Two-Minute Tutor
Understanding how Internet radio works just takes a little bit of math. You always hear about “bits per second” as if it’s just technical jargon -- but when you’re talking about music, those seconds actually mean seconds of music.
The first commercial digital music was put on compact discs in the 1980s. CDs use 1,411,200 million bits of digital information to describe every second of music! Another way to say that is about 1.4 megabits per second.
It’s easy for that many bits to move that quickly from a disc in your CD player to your stereo. But moving that much data that fast through the Internet was a problem at first.
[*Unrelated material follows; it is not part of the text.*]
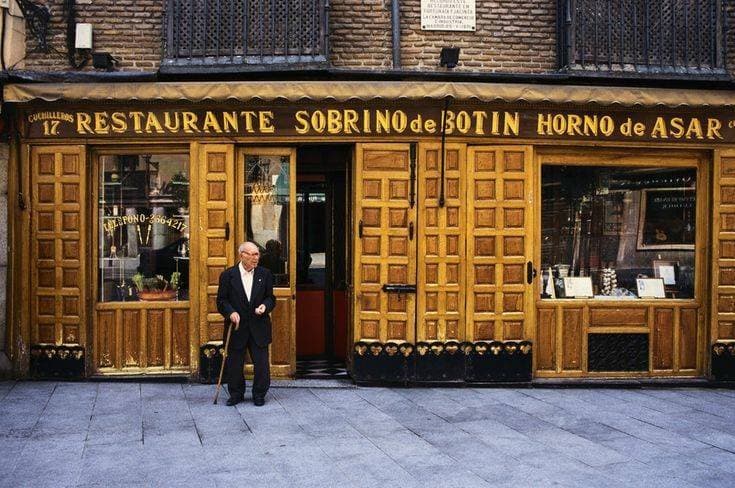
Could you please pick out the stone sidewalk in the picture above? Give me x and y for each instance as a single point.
(130, 434)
Early modems could receive just 14 or 28
thousand bits per second. They couldn’t grab information
about the music fast enough to play music, without pausing for it to download.
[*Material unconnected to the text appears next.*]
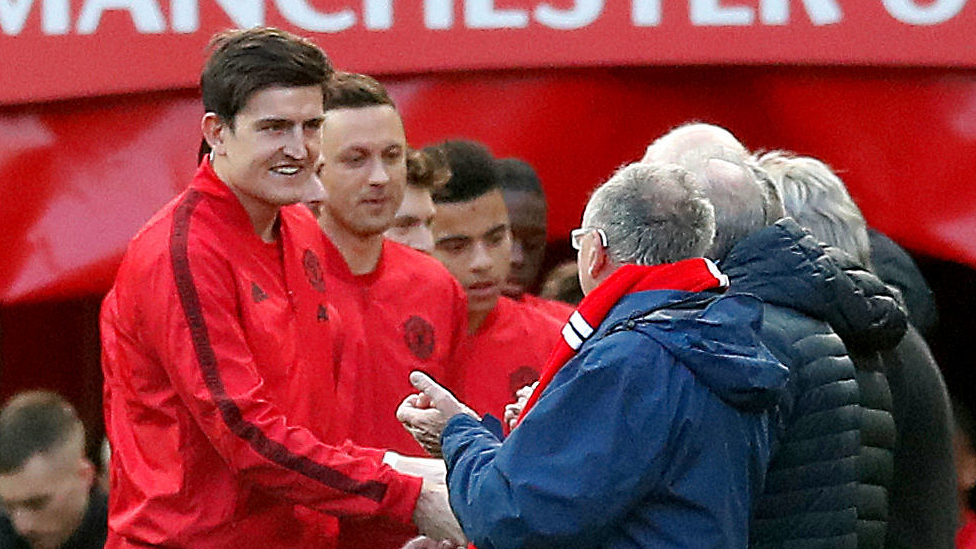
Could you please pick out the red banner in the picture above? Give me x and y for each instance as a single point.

Two things happened. Companies like
Real Networks,
Microsoft, and
Fraunhofer (the developer of MP3) figured out ways to describe audio using far fewer bits, mostly by eliminating redundant digital information. A song that has been run through an MP3 encoder can deliver one second of nearly CD-quality audio using just 128 thousand bits, or 128 kbps. That’s a lot less data to move in order to make beautiful music.
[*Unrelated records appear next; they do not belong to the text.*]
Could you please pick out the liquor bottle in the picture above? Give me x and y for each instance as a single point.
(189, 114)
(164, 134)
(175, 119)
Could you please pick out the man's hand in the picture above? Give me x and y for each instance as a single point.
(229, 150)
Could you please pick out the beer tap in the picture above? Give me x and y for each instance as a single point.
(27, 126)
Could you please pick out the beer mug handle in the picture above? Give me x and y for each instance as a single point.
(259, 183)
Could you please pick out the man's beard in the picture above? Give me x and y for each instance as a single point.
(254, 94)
Meanwhile, broadband Internet services like
DSL and cable arose, receiving data at speeds of at least 128 kilobits per second. Voila! Now you can click your mouse and begin hearing music immediately. The flow of bits, behind the scenes, is fast enough that each second of music arrives before you hear it, and the music plays without interruption or any “download” waiting time.
On the receiving end (your computer), the “player” software instantly decodes the bits it receives and through the computer’s sound card, turns them back into music. In fact, because digital music transmission involves COding and DECoding the audio, the software that handles this process inside an Internet radio player is called a “codec.”